Information about the result objects

When you run your mapreduce job you are obviously mostly interested in the result of the job. However, mapreduce jobs may take a long time and it may be useful for you to get some information on where this time is spend, how many processes were used, how many temporary files were created, etc. You can use this information to tweak your mapreduce algorithm or to fine tune the behavior of the job by using its tuning settings.

We provide you with information about the ran job by returning an object from the wait() method of the Yothalot\Job. The object you'll get from here depends on what kind of algorithm you passed and the result of this.
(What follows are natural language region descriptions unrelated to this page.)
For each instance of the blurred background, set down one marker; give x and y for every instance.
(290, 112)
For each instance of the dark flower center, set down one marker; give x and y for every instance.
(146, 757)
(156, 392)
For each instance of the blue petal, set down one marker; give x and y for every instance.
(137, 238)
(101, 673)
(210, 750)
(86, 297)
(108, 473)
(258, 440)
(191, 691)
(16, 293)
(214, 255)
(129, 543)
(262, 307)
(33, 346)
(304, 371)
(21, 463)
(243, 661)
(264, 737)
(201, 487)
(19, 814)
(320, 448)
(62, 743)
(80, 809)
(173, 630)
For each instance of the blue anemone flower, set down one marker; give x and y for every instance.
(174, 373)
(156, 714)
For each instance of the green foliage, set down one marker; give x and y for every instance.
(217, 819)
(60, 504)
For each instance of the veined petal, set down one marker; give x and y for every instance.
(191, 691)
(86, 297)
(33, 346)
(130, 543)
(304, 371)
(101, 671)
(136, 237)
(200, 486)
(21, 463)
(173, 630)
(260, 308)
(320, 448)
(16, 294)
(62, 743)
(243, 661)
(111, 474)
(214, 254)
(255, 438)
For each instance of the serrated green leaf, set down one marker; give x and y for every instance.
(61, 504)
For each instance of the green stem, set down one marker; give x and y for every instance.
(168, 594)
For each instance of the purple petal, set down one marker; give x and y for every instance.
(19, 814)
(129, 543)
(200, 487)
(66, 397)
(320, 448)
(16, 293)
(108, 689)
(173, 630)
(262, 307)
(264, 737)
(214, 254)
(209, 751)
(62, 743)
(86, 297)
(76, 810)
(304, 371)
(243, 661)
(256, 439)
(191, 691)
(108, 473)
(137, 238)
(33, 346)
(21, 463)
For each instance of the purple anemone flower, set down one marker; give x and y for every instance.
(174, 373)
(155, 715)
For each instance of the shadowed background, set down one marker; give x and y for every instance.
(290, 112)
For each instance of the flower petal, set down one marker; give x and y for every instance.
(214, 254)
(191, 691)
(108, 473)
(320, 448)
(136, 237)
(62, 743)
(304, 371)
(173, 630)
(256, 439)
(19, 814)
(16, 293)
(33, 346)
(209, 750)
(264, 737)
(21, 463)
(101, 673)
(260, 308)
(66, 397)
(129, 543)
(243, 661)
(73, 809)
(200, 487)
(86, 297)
Map/Reduce, Race and regular tasks yield a Yothalot\MapReduceResult, Yothalot\RaceResult or Yothalot\TaskResult, respectively.

In case of any errors, you will receive an error objec that extends the regular result object. Thus, the same tasks would - in case of failure - yield a Yothalot\MapReduceError, Yothalot\RaceError or Yothalot\TaskError.
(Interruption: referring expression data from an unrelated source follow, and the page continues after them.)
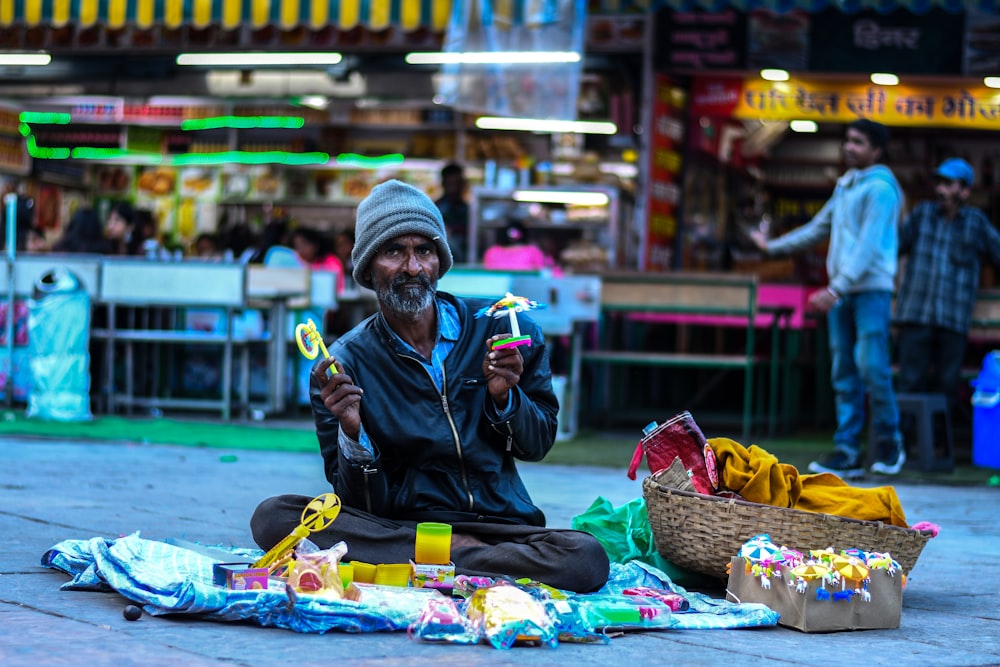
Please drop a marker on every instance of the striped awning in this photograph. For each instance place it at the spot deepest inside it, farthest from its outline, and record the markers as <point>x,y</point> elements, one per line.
<point>375,15</point>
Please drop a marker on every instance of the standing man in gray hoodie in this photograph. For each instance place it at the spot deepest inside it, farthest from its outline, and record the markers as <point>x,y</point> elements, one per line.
<point>861,220</point>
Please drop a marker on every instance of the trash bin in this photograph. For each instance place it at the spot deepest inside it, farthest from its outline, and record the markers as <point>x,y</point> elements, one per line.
<point>986,413</point>
<point>58,343</point>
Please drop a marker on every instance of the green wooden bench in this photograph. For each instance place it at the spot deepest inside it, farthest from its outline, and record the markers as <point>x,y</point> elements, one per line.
<point>694,305</point>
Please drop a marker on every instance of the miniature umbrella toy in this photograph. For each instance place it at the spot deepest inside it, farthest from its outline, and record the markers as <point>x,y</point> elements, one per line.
<point>310,342</point>
<point>510,306</point>
<point>761,551</point>
<point>849,568</point>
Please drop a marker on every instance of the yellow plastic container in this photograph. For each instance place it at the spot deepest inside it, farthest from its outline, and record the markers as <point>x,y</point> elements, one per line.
<point>433,543</point>
<point>346,573</point>
<point>364,573</point>
<point>392,574</point>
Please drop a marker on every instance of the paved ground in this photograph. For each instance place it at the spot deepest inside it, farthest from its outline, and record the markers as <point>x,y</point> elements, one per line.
<point>55,490</point>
Using any of these result classes is simple. You can call wait() from your job and retrieve the results and call the members that you are interested in. You can use it e.g. like this:

/**
 *  call wait on your job and get the results
 */
$result = $job->wait();

/**
 *  print some of the results
 */
echo("The job started on: ".$result->started()."\n");
echo("The runtime was: ".$result->runtime()."\n");

The Yothalot\MapReduceResult class

The Yothalot\MapReduceResult class provides the general information of the ran mapreduce job, i.e. the time when the job was started and the runtime. The class also gives you access to classes that hold statistics on the individual steps of the mapreduce algorithm, i.e. the mapper step, the reducer step, and the finalizer step. The interface of the Yothalot\MapReduceResult class looks as follows:

class Yothalot\MapReduceResult
{
    /**
     *  Get the time when the job was started (in Unix time)
     */
    public function started();

    /**
     *  Get the runtime of the job (in seconds)
     */
    public function runtime();

    /**
     *  Get the statistics class of the mappers of the job
     */
    public function mappers();

    /**
     *  Get the statistics class of the reducers of the job
     */
    public function reducers();

    /**
     *  Get the statistics class of the finalizers of the job
     */
    public function finalizers();
};

The Yothalot\RaceResult class

The Yothalot\RaceResult class provides the general information about the ran race job. Like the amount of processes we actually ran, the runtime. And of course, you'll be able to get the result of the winner of the race. The interface of the Yothalot\RaceResult class looks as follows:

class Yothalot\RaceResult
{
    /**
     *  Get the time when the job was started (in Unix time)
     */
    public function started();

    /**
     *  Get the time the last job was finished (in Unix time)
     */
    public function finished();

    /**
     *  Get the runtime of the job (in seconds)
     */
    public function runtime();

    /**
     *  Get the amount of processes we ran in total
     */
    public function processes();

    /**
     *  Get the winning result
     */
    public function result();

    /**
     *  Get statistics about the winner
     */
    public function winner();
}

The result() method of this class will return the value you returned from the winning race as is (assuming it is serializable). The winner() method will return a Winner object with statistics about the winning racer, more about this class later.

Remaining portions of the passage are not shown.